I think modern people have an undercurrent of shame because of our failure to live up to our demands for constant happiness and positivity. This shame is like a sleepwalking giant underground, a looming presence that terrifies us but we cannot name or see. We refuse to acknowledge our own losses and sadnesses because we have deemed unhappiness to be a disease to eradicate. In our mission to destroy unhappiness we have destroyed the elements of our own soul that gave life its irreversible meaning. If anything lost can be found again, then nothing has meaning. If life is perpetually recoverable, if the beings who we’ve lost are interchangeable, then nobody and nothing will ever mean anything again. And, we have retroactively erased the meaning of all the souls with whom we’ve shared contact through this retroactive inversion of meaning.

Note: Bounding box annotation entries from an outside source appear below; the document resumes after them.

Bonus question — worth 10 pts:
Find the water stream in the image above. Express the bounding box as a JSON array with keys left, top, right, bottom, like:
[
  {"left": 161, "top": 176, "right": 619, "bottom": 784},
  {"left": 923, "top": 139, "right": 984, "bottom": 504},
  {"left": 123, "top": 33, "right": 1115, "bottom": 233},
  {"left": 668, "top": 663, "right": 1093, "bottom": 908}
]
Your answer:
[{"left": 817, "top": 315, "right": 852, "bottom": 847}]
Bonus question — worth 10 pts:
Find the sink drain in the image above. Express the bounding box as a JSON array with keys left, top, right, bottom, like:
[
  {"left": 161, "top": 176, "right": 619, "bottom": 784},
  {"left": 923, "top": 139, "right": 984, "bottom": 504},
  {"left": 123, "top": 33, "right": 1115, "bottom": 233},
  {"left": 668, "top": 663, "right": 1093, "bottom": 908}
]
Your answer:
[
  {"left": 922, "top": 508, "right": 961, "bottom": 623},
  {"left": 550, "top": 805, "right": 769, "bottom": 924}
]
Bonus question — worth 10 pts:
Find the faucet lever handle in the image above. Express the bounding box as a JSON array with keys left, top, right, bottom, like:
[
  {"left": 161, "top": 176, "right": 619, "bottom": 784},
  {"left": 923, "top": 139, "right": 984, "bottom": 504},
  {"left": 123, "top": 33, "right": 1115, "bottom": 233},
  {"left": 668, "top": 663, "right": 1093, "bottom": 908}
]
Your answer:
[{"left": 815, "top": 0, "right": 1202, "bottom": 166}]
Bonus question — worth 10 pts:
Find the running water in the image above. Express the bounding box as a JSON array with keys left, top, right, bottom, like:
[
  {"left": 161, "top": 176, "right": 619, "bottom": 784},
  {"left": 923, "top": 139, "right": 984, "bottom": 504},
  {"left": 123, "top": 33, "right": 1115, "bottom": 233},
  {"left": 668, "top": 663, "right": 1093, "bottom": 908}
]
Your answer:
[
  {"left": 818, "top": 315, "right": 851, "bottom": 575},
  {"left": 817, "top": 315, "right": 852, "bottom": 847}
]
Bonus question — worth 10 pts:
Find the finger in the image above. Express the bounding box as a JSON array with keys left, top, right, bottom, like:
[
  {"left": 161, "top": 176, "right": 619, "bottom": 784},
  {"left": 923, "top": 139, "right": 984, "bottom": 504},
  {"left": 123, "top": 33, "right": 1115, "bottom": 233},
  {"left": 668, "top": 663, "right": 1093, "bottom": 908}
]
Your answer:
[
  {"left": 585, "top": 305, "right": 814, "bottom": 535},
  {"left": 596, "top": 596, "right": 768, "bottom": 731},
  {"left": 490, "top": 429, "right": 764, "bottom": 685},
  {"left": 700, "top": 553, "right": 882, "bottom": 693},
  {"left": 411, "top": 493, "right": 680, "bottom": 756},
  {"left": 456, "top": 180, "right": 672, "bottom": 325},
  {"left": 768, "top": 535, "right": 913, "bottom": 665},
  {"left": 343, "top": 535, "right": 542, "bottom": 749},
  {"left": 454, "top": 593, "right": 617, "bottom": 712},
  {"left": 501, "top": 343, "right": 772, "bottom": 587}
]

Since loss and sadness is a disease to be therapied or medicated away, and since beings with whom we’ve co-created love spheres with are interchangeable with anyone else, the individual soul becomes a cog in a machine. A replaceable part that is standardized in its manufacture, only having various flaws or benefits. We even capitalize ourselves in our self marketization in terms such as value and benefit. In the final stage of modernity we have not only stripped ourselves of our own souls, we have retroactively erased the meaning and love of all the souls we’ve known prior, making ourselves a project of continual market renewal. We market ourselves like a product with features, benefits, and trial periods. In this final stage we tread ever onward towards happiness, while in fact delving deeper into the sewer of meaninglessness. In the age of good vibes only, it seems we have bad vibes only, because underneath our positive veneer is meaninglessness, which is a darkness that is most antithetical to human life. Out of all things that a human being needs, meaning is the most important, the most necessary. To be able to strive against difficulty, meaning alone is what helps us make sense of our suffering. Yet in our erasure of the tragic, we have also erased what made our lives meaningful, and so we endure a meaningless life, for no reason, going nowhere, meaning nothing, coming from nowhere, and having nowhere leading that we can name. And this is our age of happiness we find ourselves in. The age where the tragedy is extant is the meaningless age, the end of history, the end of time.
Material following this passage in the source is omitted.